There are 17 generated plots, which analyze latency, concurrent and STW events, heap information, allocation rates, frequencies of events, and event summaries, comparing any number of log files and external data sources. The tool uses Jupyter notebook data visualization allows for easy customization of provided plots.

The analysis is built into a provided notebook, and generates plots and tables from collected GC information. The collected data for each log is parsed into a python pandas 'event log'. Then, using the event logs as a persistent database, the event information can be sorted, filtered, and grouped in both pre-set and customizable ways to display relevant trends and outliers.
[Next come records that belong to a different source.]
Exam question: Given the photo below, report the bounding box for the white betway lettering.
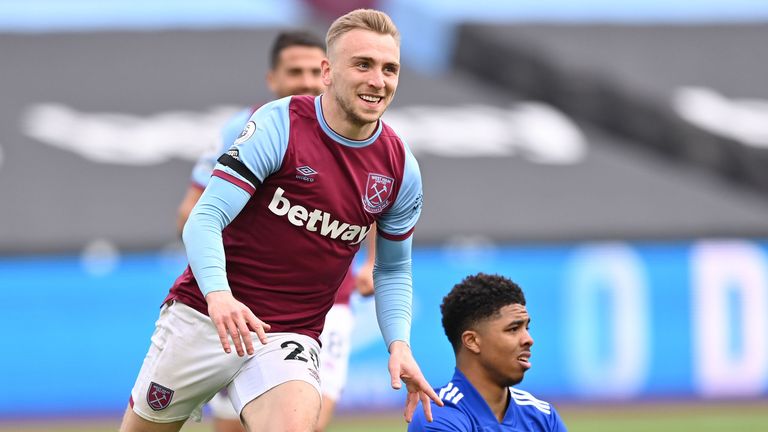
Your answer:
[269,188,371,245]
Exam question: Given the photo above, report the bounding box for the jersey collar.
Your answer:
[451,367,517,426]
[315,95,382,147]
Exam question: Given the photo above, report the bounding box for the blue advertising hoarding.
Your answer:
[0,240,768,418]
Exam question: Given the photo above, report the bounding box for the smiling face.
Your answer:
[323,29,400,133]
[462,304,533,387]
[267,45,325,98]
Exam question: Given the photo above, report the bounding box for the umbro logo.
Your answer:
[296,165,317,183]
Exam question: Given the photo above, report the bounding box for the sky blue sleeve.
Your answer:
[191,108,252,188]
[376,146,423,239]
[215,96,291,188]
[182,177,251,296]
[373,236,413,348]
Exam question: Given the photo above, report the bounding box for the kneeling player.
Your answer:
[408,273,566,432]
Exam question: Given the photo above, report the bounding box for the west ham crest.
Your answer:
[363,173,395,213]
[147,382,173,411]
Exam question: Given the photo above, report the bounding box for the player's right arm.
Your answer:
[182,98,290,356]
[176,108,253,234]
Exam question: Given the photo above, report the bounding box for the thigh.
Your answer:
[320,305,354,400]
[208,389,240,422]
[227,333,320,430]
[242,380,320,432]
[130,303,246,423]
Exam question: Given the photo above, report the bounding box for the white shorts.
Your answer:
[320,304,354,401]
[208,390,240,420]
[131,303,321,423]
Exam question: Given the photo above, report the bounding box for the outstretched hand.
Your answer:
[205,291,270,357]
[389,341,443,423]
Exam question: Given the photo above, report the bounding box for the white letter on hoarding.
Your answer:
[691,241,768,397]
[563,243,650,398]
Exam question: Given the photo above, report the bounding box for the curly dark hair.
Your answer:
[440,273,525,352]
[269,30,325,69]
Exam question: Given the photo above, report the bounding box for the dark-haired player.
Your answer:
[408,273,566,432]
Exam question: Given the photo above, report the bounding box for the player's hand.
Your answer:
[355,262,373,297]
[389,341,443,423]
[205,291,270,357]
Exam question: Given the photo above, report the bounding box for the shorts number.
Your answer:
[280,341,309,362]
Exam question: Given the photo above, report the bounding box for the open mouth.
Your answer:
[357,95,384,104]
[517,352,531,369]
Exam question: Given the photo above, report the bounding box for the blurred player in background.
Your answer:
[178,31,375,432]
[121,10,443,431]
[408,273,566,432]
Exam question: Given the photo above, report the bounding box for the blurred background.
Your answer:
[0,0,768,431]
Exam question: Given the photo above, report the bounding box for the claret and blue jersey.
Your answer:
[408,369,566,432]
[168,96,422,341]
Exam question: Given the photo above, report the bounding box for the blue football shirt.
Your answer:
[408,368,567,432]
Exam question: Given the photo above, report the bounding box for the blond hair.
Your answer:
[325,9,400,54]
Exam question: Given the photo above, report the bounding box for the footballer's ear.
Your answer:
[267,69,278,94]
[320,57,331,87]
[461,330,480,354]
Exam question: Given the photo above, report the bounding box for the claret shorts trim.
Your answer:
[131,302,321,423]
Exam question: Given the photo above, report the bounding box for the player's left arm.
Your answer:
[355,224,377,297]
[373,148,443,422]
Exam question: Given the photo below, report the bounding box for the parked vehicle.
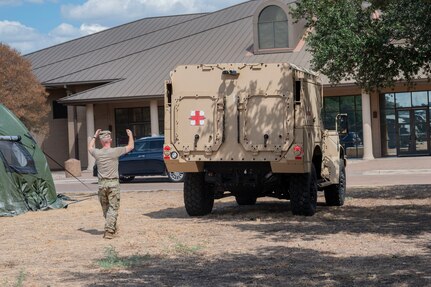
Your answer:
[93,136,184,182]
[164,63,348,216]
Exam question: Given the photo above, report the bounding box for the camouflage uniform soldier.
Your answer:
[88,129,134,239]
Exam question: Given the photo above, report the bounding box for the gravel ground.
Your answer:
[0,185,431,286]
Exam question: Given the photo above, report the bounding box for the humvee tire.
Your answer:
[290,164,317,216]
[324,160,346,206]
[184,172,214,216]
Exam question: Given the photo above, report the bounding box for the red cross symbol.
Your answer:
[189,111,205,126]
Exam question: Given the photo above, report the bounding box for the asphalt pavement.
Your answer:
[52,156,431,193]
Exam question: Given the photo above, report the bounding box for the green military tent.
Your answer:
[0,104,65,216]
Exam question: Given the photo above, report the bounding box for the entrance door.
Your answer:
[397,109,429,155]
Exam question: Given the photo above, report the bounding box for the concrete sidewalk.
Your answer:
[346,156,431,186]
[52,156,431,186]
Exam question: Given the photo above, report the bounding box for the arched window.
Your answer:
[258,5,289,49]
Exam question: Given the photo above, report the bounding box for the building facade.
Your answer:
[26,0,431,169]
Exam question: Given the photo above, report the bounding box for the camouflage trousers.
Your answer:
[99,178,120,233]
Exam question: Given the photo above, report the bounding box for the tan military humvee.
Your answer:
[164,63,347,216]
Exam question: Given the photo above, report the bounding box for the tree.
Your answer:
[0,43,50,134]
[292,0,431,91]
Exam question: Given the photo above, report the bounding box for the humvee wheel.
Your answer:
[290,164,317,216]
[184,172,214,216]
[324,159,346,206]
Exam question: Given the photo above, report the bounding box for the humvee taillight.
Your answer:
[163,145,171,159]
[293,145,304,159]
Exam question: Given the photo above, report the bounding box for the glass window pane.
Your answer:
[380,94,395,109]
[258,5,289,49]
[340,96,355,113]
[259,5,287,23]
[323,97,340,112]
[412,91,428,107]
[274,21,289,48]
[395,93,412,108]
[259,23,274,49]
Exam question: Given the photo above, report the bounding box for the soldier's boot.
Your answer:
[103,231,114,239]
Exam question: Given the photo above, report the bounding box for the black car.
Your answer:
[93,136,184,182]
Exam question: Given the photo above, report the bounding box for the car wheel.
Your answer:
[325,159,346,206]
[120,176,135,183]
[168,172,184,182]
[290,164,317,216]
[184,172,214,216]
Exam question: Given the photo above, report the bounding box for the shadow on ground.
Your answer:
[65,247,431,286]
[65,186,431,286]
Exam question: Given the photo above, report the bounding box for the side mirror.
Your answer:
[335,114,349,136]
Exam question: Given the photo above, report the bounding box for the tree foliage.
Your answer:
[292,0,431,91]
[0,43,50,134]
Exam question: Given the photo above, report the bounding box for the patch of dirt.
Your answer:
[0,185,431,286]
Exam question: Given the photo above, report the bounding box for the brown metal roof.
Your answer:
[26,0,320,103]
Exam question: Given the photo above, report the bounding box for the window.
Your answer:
[115,106,164,146]
[0,141,37,174]
[322,96,363,158]
[258,5,289,49]
[52,101,67,120]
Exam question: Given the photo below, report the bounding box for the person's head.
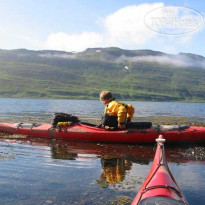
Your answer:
[100,90,113,105]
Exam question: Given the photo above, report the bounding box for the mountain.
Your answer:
[0,47,205,102]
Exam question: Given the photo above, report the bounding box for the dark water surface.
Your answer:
[0,99,205,205]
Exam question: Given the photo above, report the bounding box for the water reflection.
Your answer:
[99,155,132,184]
[0,138,205,204]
Currently supports collectors in JDK11 & JDK 16.

Requirements

  • Python3
  • The following Python3 packages
    • numpy
    • pandas
    • matplotlib
    • Jupyter notebook

Installation explained here: docs/setup.md

How to run analysis

Follow the instructions in docs/how-to-run.md


Known edge cases:

Note: The following edge cases are known and not handled automatically:

  1. Shenandoah has two phases per garbage collection cycle reporting Heap allocation, will lead to two plotted heap occupancy metrics for each GC phase.
  2. ZGC in JDK16 Puts information in safepoints, does not automatically print these in log analysis as it currently stands. These safepoints have comparable metrics to pause times, but ZGC does not report them in the same fashion, so these must be manually enabled on plots.
  3. ZGC bytes reclaimed calculation (This may extend to Shenandoah) may be negative, if the rate of allocation exceeds the rate of gc collection. Information is correctly provided in logs, not properly analyzed here. Feature is being fixed in a later version, see issue #61
  4. Trying to plot a graph or plot with a returned matlpotlib.axes variable declared in another cell does not show up inline in Jupyter notebooks.

Generating a log file

Creating a log file is quite easy, just add these logging flags to your appllication.

-Xlog:gc*:./filename.log

More detailed logging can be added, but the tool should be able to handle the gc log reported using the above Java runtime flags.